Step 1: Spawn all runs (with-skill AND baseline) in parallel
For each test case, spawn two subagents in the same turn — one with the skill, one without:
With-skill run:
Execute this task:
- Skill path: <path-to-skill>/SKILL.md
- Task: <eval prompt - e.g., "Generate a skill from the Baker docs at /tmp/baker">
- Input files: <path to cloned repo>
- Save outputs to: <workspace>/iteration-<N>/eval-<name>/with_skill/outputs/
- Outputs to save: The generated SKILL.md file
IMPORTANT: First read the skill, then follow its instructions.
Baseline run (no skill):
Execute this task (no skill guidance - baseline):
- Task: <same eval prompt>
- Input files: <same repo path>
- Save outputs to: <workspace>/iteration-<N>/eval-<name>/without_skill/outputs/
- Outputs to save: The generated SKILL.md file
Write an eval_metadata.json for each test case:
{
"eval_id": 1,
"eval_name": "baker-repo-full",
"prompt": "Generate a skill from the Baker docs at /tmp/baker",
"assertions": [
"Output is a valid SKILL.md file with YAML frontmatter",
"Contains all 8 required sections",
"Code examples are verbatim from source"
]
}
Step 2: Draft assertions while runs are in progress
Good assertions for ING skill generation:
Structural:
- "Output has YAML frontmatter with --- delimiters"
- "Frontmatter contains 'name' field in kebab-case"
- "Contains all 8 sections: Overview through Glossary"
- "Configuration table has 4 columns: Property, Type, Default, Description"
Content:
- "Version number X.Y.Z is mentioned in Overview"
- "Code examples are verbatim (not summarized)"

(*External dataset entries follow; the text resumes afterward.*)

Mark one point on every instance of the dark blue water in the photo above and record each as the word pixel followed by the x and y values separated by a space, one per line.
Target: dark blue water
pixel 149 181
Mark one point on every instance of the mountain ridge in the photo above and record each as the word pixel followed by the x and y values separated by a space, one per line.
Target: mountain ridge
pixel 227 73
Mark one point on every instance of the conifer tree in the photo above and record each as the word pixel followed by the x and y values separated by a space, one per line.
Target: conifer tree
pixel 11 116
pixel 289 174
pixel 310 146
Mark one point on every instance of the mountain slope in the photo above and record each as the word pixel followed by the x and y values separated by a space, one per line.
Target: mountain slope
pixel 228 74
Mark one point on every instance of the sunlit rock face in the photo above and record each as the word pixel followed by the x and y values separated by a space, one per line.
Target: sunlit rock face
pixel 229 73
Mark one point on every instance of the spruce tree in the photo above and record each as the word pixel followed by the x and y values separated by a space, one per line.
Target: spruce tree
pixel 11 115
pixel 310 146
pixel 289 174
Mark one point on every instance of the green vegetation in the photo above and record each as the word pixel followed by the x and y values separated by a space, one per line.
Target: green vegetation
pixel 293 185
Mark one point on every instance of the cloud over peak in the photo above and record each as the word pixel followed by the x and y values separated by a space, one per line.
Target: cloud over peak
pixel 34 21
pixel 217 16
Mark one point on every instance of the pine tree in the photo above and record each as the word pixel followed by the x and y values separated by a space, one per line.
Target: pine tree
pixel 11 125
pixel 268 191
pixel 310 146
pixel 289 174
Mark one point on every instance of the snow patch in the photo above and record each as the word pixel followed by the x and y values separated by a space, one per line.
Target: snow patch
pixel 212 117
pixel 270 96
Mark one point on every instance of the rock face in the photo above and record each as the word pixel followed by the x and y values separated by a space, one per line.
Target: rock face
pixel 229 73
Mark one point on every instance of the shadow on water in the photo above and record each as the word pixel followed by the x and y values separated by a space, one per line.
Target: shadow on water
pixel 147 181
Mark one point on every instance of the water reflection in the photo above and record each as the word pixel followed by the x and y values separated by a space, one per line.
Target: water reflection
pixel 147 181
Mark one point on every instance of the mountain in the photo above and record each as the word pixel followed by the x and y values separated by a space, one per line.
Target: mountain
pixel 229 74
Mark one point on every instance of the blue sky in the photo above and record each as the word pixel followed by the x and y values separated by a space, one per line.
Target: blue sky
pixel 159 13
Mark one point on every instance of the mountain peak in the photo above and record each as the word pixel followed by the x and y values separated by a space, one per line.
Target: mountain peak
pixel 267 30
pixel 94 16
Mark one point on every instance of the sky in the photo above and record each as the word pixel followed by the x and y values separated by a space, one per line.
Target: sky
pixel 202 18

- "No hyperlinks or external URLs"
- "Sparse sections marked with ⚠️"
Version handling:
- "Uses only latest version content"
- "Deprecated content excluded"
- "Version changes marked with 📌"
Step 3: Capture timing data as runs complete
When each subagent completes, save timing to timing.json:
{
"total_tokens": 84852,
"duration_ms": 23332,
"total_duration_seconds": 23.3
}
Step 4: Grade, aggregate, and launch viewer
- Grade each run — spawn a grader subagent that reads
agents/grader.mdand evaluates assertions. Save tograding.json:
{
"with_skill": {
"assertions": [
{"text": "Has YAML frontmatter", "passed": true, "evidence": "File starts with ---"},
{"text": "All 8 sections present", "passed": true, "evidence": "Found sections 1-8"}
],
"pass_rate": 1.0
},
"without_skill": {
"assertions": [
{"text": "Has YAML frontmatter", "passed": false, "evidence": "No --- delimiters found"},
{"text": "All 8 sections present", "passed": false, "evidence": "Missing FAQ, Glossary"}
],
"pass_rate": 0.17
},
"winner": "with_skill",
"notes": "Skill enforces ING template structure"
}
- Aggregate into benchmark:
python -m scripts.aggregate_benchmark <workspace>/iteration-N --skill-name <name>
- Launch the viewer:
python eval-viewer/generate_review.py <workspace>/iteration-N \
--skill-name "ing-skill-generator" \
--benchmark <workspace>/iteration-N/benchmark.json
For iteration 2+, add --previous-workspace <workspace>/iteration-<N-1>.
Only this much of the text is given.